What's going on?
Comcast, the American media and cable TV giant, said on Tuesday that it will launch a US wireless service sometime next year. It shows how the line between media, cable and telecom companies continues to blur (more on that below).
What does this mean?
Comcast will take advantage of an agreement it made with Verizon five years ago that gives it the right to use Verizon’s wireless infrastructure (e.g. cellular towers) to run its own service. Comcast will probably offer customers a package involving home internet, TV channels and wireless connectivity. The idea for Comcast is that by providing another service to its customers, it will strengthen its overall relationship with them (a.k.a. increase stickiness / reduce churn). It will also provide Comcast with another stream of revenue.
Why should I care?
The bigger picture: Companies seem increasingly intent on owning the ecosystem in which their customers operate.

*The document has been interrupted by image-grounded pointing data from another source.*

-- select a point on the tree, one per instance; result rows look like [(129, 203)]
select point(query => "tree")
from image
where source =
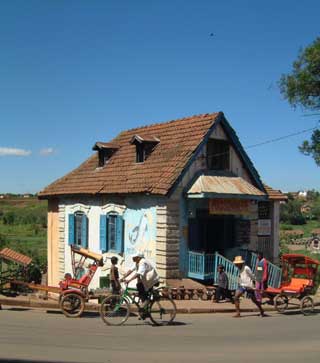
[(302, 87)]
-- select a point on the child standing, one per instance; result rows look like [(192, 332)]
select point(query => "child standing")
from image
[(114, 276)]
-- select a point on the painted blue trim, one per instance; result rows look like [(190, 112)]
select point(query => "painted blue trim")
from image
[(103, 233), (183, 245), (228, 196)]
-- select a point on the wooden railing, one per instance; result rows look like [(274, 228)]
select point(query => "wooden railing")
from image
[(203, 266), (230, 269), (274, 272)]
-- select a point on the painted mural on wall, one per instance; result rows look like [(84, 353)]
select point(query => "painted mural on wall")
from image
[(140, 234)]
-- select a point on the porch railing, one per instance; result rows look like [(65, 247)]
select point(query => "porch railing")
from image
[(274, 272), (201, 265)]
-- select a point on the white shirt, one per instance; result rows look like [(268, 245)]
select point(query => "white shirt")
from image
[(146, 272), (246, 277)]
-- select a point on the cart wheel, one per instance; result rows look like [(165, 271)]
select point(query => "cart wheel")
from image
[(114, 310), (306, 305), (72, 305), (280, 303), (163, 311)]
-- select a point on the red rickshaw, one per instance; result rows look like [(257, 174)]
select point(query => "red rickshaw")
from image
[(298, 283)]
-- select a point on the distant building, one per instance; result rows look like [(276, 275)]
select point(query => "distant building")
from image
[(178, 192)]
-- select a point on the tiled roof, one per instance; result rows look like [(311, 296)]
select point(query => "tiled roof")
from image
[(223, 183), (122, 175), (274, 194)]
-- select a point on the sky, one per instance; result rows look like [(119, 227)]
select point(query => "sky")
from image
[(78, 71)]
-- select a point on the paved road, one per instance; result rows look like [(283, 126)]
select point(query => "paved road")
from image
[(35, 335)]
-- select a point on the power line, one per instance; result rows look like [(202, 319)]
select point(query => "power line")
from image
[(281, 137)]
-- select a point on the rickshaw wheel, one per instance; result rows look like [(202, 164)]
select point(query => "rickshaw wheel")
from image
[(72, 305), (307, 306), (114, 310), (280, 303)]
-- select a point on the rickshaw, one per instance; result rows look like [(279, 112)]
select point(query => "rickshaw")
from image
[(298, 283)]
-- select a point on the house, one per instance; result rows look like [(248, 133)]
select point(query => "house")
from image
[(178, 191)]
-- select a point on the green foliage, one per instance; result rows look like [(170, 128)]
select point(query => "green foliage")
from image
[(312, 147), (290, 213), (23, 227), (302, 87)]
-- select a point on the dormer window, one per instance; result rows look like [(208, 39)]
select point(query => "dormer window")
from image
[(105, 151), (144, 146)]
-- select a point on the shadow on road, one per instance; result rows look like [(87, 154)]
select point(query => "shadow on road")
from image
[(18, 309), (8, 360)]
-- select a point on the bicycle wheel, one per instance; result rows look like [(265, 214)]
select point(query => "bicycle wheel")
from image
[(72, 305), (280, 303), (114, 310), (307, 306), (162, 311)]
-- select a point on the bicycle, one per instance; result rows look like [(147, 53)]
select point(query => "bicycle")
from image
[(116, 309)]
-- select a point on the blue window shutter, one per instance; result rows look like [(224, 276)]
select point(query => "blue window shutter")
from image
[(84, 231), (103, 233), (119, 234), (71, 229)]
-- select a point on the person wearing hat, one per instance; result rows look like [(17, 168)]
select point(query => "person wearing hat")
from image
[(246, 278), (222, 288), (145, 274)]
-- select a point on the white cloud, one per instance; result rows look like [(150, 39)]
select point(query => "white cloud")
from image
[(10, 151), (47, 151)]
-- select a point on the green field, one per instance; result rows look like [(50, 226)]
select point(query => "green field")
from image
[(23, 226), (307, 228)]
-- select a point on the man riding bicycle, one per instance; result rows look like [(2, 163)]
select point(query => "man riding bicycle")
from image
[(146, 276)]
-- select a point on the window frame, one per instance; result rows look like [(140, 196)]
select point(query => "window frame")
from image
[(220, 162)]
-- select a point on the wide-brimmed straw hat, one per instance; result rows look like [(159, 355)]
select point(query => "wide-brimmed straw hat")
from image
[(138, 254), (238, 260)]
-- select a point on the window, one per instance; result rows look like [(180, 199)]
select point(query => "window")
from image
[(111, 233), (78, 229), (104, 156), (140, 153), (218, 154)]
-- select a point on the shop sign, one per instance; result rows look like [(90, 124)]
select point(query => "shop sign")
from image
[(264, 227), (229, 206)]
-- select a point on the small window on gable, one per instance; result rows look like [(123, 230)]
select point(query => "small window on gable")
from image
[(78, 229), (144, 146), (105, 152), (218, 154)]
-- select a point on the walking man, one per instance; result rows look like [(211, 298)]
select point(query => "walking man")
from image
[(246, 278), (222, 289)]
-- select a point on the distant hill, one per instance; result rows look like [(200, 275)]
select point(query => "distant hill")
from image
[(23, 225)]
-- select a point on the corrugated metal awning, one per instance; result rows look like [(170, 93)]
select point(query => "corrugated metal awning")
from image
[(224, 185), (14, 256)]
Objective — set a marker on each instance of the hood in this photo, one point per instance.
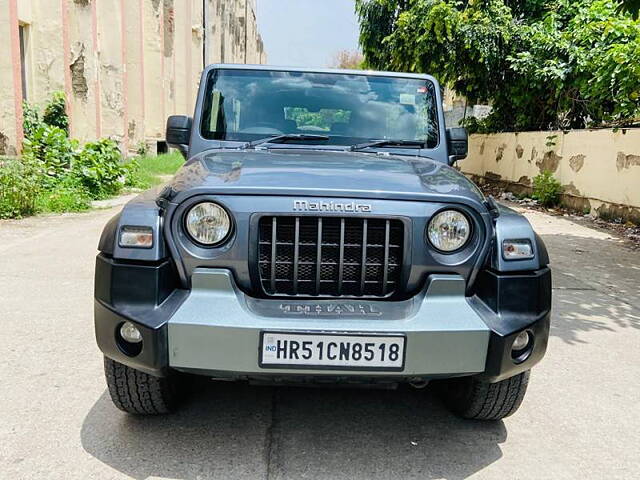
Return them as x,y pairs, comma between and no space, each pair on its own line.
322,173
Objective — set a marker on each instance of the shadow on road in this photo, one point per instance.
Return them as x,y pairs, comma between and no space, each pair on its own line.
596,286
238,431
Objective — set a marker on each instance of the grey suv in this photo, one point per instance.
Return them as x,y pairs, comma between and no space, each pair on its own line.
318,233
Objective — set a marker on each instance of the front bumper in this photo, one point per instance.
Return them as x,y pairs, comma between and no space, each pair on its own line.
214,329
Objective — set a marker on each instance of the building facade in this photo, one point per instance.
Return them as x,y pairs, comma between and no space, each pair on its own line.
124,65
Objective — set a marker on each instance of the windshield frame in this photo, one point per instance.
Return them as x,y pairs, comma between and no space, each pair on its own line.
199,143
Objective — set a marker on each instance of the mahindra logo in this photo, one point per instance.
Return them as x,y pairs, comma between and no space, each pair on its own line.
330,309
307,206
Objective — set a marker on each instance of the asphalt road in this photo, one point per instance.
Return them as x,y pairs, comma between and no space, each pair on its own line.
580,419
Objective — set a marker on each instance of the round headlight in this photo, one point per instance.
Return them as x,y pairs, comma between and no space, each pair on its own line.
208,223
449,230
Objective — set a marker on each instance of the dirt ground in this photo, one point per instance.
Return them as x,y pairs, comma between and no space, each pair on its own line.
580,419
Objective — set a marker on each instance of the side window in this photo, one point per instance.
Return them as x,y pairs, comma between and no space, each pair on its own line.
225,113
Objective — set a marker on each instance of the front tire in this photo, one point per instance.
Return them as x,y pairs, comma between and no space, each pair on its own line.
480,400
136,392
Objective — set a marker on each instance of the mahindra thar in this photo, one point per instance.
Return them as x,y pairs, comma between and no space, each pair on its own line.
319,234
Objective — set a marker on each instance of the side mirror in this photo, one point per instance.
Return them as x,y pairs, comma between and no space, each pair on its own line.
457,144
178,133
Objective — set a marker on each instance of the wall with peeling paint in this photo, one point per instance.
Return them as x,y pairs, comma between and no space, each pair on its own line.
125,65
599,169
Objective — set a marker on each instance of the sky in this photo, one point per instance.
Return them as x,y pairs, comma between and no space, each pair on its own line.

In a different but somewhat related bit of news, Netflix will be available on Comcast’s X1 cable boxes starting this week. In fact, Comcast’s description of its next generation home console (the XB6) sounds a lot like something you’d imagine from a tech company (e.g. Apple): a little thing that sits in your living and powers your TV, internet and other connected devices (e.g. the Internet of Things). Whether it’s Apple, Comcast or others, these companies want to own the space in which you’re operating – primarily so they can “upsell” you on more products/services.
For markets: As companies look to gain scale, it’s reasonable to expect some consolidation.
As the lines between industries blur and companies look to increase the scale of their operations, it’s normal for acquisitions to take place. AT&T’s acquisition of DirecTV in 2014 is one example. Verizon’s purchase of Yahoo’s media assets is another one (that’s a telecom company moving into media, which is the reverse of what Comcast is doing). Comcast is able to move into wireless easily because of its existing deal with Verizon – but it’s more common for a company to have to buy another one if it wants to beef up its presence in a new area.